Spring 2021

Document Type

Master's Thesis (Open Access)

Degree Name

Master of Arts (M.A.)


Teacher Education


Maintaining student motivation in mathematics increases the likelihood of long-term academic success. A key component to building motivation is having perceived control over a task. Students who maintain perceived control exhibit greater task engagement, motivation, and exhibit lower levels of stress and anxiety in that task (Bandura, 1989; Schunk, 2012; Skinner, 1990). This six-week study investigated the relationship between student choice and motivation in mathematics instruction, by affording students an individual choice of their instructor in their mathematics course. A quasi-experimental pretest-posttest two group design was implemented using a sample of Integrated Mathematics II high school students.

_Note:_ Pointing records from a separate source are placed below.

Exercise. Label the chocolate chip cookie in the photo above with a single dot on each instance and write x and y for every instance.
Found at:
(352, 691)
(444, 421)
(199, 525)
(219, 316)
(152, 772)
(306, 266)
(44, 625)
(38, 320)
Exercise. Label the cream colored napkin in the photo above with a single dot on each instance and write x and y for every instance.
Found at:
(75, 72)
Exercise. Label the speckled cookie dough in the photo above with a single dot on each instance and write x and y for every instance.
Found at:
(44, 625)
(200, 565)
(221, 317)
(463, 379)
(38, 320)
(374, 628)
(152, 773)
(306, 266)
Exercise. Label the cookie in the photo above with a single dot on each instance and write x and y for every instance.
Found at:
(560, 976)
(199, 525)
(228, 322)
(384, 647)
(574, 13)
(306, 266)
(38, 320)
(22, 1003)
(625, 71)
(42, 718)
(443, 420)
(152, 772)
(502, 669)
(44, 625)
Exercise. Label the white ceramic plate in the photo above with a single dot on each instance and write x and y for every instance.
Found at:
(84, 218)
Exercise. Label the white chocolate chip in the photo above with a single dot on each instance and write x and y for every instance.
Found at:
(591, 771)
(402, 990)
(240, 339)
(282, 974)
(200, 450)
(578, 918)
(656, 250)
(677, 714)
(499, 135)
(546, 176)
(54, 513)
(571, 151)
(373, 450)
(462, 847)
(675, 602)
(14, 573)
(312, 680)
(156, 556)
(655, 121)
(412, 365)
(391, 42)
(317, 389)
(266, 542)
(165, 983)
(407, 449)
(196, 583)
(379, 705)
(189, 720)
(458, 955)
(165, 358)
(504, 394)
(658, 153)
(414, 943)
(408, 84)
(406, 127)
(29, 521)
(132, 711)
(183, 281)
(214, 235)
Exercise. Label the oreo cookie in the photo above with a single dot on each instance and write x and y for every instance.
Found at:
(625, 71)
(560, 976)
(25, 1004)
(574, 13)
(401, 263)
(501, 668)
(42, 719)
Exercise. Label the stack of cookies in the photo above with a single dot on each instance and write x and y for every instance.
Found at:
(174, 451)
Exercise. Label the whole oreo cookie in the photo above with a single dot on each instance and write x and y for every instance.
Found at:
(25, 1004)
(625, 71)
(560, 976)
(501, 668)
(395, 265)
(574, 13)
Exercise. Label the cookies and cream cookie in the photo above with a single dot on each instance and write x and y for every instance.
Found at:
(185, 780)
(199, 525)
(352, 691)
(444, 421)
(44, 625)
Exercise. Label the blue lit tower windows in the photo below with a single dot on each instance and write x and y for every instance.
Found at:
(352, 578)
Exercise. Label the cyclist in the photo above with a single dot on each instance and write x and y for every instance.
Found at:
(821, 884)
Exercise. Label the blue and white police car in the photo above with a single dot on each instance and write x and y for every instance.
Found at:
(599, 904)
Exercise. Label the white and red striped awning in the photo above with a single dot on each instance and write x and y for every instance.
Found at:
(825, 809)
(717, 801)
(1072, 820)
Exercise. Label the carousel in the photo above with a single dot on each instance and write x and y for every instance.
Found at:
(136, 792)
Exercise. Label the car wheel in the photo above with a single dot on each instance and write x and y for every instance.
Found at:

Student motivation to study mathematics was measured by The Motivation for Mathematics Abbreviated Instrument (MMAI; Butler, 2016), a psychometric motivational scale for students in developmental Algebra courses. Students in the intervention group were presented an individual choice: to remain in the current class meeting and follow the lesson instruction with their math instructor, or choose to leave the meeting and join an alternative, yet identically paced class meeting taught using a pre-recorded video lesson of a different instructor. Independent and paired t-tests were conducted to determine the change in student motivation across and within groups. The intervention group exhibited a larger increase in mean scores compared to the control group; however, this change was not statistically significant. Further research should investigate other means of providing student autonomy in a mathematics classroom.